Les phytostérols à la rescousse
Face à cette perte de cholestérol, les chercheurs se sont tournés vers les phytostérols, des composés d’origine végétale similaires au cholestérol. L’un des avantages majeurs de ces molécules est leur capacité à franchir la barrière hémato-encéphalique, une membrane protectrice qui empêche de nombreuses substances, dont le cholestérol, d’entrer dans le système nerveux central et l’oreille interne.
Les chercheurs ont alors conçu une expérience où des souris jeunes étaient exposées à un médicament (efavirenz) stimulant l’activité de l’enzyme CYP46A1, reproduisant ainsi artificiellement la perte de cholestérol observée chez les souris âgées. Parallèlement à cela, ces souris ont été mises sous un régime alimentaire enrichi en phytostérols pendant une durée de trois semaines.
Les résultats ont dépassé les attentes. Non seulement les phytostérols ont compensé la perte de cholestérol, mais ils ont également restauré la fonction des cellules ciliées externes, ces amplificateurs naturels du son. Cette amélioration suggère que les phytostérols pourraient jouer un rôle protecteur contre la perte auditive liée à l’âge.
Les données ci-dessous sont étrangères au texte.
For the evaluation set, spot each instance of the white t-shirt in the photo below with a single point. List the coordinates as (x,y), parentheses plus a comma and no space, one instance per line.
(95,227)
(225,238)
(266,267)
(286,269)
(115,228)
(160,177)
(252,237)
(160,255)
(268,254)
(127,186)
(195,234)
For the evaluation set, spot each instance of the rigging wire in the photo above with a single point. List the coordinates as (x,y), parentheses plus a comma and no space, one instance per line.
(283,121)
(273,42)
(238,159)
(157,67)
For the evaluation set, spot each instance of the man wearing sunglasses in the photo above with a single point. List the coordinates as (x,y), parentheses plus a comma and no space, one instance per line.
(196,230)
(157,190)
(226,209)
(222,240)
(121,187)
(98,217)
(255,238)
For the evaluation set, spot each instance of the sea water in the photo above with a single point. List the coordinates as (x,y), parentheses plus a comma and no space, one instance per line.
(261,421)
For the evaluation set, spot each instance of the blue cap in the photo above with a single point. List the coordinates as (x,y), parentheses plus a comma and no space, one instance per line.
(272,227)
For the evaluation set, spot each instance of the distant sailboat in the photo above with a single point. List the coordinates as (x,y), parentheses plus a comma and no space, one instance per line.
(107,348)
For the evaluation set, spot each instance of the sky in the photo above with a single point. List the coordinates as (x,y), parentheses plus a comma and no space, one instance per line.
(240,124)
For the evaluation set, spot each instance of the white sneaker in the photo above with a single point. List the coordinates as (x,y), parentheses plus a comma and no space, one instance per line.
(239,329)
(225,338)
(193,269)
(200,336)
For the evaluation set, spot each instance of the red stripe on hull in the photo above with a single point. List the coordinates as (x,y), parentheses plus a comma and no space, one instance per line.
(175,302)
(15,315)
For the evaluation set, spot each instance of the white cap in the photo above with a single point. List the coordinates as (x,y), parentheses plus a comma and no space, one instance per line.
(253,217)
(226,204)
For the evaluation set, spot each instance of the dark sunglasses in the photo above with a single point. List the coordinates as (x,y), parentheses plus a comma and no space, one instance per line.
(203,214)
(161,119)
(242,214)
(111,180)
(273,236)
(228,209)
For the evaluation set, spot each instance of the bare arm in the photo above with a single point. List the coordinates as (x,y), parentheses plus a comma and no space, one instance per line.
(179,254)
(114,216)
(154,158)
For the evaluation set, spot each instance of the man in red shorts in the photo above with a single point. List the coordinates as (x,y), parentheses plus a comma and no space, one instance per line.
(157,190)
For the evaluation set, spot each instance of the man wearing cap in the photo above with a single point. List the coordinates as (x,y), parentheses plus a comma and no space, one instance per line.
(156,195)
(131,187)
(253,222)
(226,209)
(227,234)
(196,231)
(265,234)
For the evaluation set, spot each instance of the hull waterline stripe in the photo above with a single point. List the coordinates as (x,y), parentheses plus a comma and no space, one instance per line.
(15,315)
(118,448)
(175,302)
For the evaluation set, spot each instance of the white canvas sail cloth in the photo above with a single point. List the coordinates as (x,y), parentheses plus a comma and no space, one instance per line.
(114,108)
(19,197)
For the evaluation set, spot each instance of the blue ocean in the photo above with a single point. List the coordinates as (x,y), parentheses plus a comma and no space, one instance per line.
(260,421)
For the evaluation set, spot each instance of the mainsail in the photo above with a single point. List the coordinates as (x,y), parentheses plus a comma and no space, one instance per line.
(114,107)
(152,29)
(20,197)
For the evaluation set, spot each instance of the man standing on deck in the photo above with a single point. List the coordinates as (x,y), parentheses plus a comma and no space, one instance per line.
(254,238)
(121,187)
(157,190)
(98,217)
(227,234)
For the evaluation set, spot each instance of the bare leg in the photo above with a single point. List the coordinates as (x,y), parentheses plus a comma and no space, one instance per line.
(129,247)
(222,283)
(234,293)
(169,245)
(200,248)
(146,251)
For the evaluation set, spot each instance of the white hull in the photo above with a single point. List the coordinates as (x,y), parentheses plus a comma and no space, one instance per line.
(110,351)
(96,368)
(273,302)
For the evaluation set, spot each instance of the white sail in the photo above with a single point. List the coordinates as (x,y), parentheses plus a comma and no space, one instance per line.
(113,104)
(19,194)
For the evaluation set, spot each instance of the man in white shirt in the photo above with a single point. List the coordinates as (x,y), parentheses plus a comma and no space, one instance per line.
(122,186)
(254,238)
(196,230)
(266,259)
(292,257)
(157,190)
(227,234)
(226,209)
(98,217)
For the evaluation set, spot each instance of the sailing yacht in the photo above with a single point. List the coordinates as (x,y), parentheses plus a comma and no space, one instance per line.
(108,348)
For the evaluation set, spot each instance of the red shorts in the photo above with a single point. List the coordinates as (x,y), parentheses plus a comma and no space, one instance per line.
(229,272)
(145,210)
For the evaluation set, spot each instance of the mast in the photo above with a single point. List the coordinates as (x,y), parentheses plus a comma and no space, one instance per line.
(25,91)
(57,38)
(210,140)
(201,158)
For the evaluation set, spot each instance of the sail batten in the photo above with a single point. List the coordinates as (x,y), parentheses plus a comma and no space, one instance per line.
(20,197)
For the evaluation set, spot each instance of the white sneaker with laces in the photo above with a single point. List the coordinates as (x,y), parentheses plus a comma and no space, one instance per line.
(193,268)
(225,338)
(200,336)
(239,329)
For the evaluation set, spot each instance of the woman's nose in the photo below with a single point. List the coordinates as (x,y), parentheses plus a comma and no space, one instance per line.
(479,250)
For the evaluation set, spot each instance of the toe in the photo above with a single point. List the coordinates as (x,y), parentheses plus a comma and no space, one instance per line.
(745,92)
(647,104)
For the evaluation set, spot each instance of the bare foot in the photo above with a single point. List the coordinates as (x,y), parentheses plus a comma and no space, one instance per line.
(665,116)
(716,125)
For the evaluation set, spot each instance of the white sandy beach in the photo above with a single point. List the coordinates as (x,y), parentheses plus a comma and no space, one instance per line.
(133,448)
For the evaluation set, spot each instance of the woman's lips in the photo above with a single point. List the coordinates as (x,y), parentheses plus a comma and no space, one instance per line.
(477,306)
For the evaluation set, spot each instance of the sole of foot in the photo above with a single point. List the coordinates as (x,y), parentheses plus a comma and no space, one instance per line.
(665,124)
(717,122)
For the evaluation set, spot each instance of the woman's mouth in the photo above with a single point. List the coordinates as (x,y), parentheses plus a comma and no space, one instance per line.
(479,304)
Vers une solution pratique
Les phytostérols, connus pour leurs bienfaits sur la santé, notamment dans la régulation du cholestérol sanguin, sont couramment intégrés dans divers compléments alimentaires. Ces compléments, accessibles au grand public sans nécessité de prescription médicale, rendent les phytostérols facilement disponibles pour une large part de la population. Dans le contexte de la recherche sur la perte auditive liée à l’âge, cette accessibilité pourrait offrir une approche pratique et non invasive pour traiter ou prévenir cette affection.
Toutefois, bien que les premières études sur les souris soient prometteuses, il est impératif d’approfondir ces recherches. Les souris utilisées étaient jeunes, et il serait essentiel de reproduire ces tests sur des souris plus âgées pour simuler de manière plus réaliste la perte auditive.
De plus, bien que les souris soient des modèles biologiques couramment utilisés en recherche, les résultats obtenus sur elles ne garantissent pas une efficacité similaire chez l’homme. Des essais cliniques sur des volontaires humains seraient donc nécessaires pour évaluer l’efficacité, la sécurité et la posologie des phytostérols dans le traitement de la perte auditive liée à l’âge.